Kontollü müydüm? Hayır. Kontrol bende değildi. Ama öğreniyordum, öğrenmek zorundaydım. Dik durmak değildi mesele, mesele eğilseniz de düşseniz de yeniden karşı koyabilmekti. Dik veya değil, tekrardan ayağa kalkmak, kırık bir şekilde durmaktı mesele. Her zaman dik kalamazdık ki. Bazen kötü de olmak gerekiyordu. Kötü olmadan iyiden haberimiz olmazdı.

Marcus'un sinir krizini Danny anlatmıştı ve kendimi kötü hissediyordum. Ama bir inancım vardı, bir yolum vardı ve bu yolda kötü de hissedecektim, düşecektim de. Ama yine ayağa kalkacak, yine gülecektim. Eğer şartlar bunu gerektiriyorsa yapardım, en iyisiyle.

Başım ağrıyordu. Boğazım tahriş olmuştu ve aynı zamanda üzerimde yoğun bir halsizlik vardı. Bunun nedeni kurt boğan ve mine çiçeğiydi.

Kural 1: Zarar verilen her şeyi koza çevir.

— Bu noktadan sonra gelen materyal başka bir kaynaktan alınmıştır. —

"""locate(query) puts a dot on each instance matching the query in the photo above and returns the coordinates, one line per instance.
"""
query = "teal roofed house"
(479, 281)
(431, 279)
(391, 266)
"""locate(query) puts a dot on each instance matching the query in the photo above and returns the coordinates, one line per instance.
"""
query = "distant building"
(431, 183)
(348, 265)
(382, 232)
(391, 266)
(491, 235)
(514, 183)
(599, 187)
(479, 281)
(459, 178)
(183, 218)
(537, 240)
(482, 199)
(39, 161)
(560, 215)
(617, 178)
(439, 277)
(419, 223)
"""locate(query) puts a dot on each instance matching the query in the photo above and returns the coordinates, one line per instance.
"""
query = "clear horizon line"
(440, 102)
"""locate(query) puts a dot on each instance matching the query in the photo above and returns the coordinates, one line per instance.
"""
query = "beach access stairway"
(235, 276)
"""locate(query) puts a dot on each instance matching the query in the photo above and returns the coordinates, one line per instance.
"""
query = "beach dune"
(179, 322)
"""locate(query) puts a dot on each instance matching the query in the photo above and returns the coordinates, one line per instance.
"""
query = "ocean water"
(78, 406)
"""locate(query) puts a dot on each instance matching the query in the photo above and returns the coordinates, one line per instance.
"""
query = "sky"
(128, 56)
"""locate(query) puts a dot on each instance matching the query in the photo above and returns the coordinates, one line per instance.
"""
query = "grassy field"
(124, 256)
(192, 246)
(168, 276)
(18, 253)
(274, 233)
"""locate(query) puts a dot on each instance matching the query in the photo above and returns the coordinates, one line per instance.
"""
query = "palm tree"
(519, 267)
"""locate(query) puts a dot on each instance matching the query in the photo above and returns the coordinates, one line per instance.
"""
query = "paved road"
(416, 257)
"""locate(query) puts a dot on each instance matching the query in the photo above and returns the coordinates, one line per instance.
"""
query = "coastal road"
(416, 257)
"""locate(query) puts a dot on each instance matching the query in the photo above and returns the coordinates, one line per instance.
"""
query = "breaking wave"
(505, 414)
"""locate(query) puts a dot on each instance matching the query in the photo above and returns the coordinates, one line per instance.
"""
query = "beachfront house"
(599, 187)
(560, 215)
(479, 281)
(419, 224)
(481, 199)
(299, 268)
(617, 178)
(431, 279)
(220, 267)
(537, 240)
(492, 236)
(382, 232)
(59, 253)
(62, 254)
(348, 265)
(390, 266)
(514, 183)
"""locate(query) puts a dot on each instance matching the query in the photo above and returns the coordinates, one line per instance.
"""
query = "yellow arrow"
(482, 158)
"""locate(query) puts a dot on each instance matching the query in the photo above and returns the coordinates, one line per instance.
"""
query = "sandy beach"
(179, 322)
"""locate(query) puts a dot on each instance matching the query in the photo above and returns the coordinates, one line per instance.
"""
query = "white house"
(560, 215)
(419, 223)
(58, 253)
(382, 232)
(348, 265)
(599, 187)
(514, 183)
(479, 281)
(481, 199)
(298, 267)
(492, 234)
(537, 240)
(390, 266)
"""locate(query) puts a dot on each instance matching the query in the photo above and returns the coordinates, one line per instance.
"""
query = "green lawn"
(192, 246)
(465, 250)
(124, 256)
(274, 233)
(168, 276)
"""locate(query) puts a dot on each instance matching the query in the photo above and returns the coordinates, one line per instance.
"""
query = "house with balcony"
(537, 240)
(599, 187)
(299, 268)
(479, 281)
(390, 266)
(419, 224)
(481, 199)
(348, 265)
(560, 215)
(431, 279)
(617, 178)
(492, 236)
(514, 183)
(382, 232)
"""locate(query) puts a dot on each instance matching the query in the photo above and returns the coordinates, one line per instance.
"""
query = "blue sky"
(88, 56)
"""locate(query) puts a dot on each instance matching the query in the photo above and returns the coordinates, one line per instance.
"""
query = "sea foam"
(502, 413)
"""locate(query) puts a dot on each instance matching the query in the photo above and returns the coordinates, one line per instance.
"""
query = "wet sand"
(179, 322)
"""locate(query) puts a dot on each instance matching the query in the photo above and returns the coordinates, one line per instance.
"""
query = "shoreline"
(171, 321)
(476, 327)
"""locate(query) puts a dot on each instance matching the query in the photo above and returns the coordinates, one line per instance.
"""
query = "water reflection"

Zaaf diye bir şey yoktu. Algılar vardı. Beni düşüren şey beni daha güçlü yapabilirdi. Bay Canavar bunu atlıyordu işte. Caleb'ı benim zaafın olarak görüyordu ama ben onun için baş kaldırıyordum. Zaaf dediği şey beni daha güçlü kılıyordu. Beni Marcus'un zaafı olarak görüyordu ama Marcus benim için ona baş kaldıracaktı. O, bizim güç aldığımız şeylere zaaf diyordu ama asıl gücün kalpten geldiğinden bir haberdi.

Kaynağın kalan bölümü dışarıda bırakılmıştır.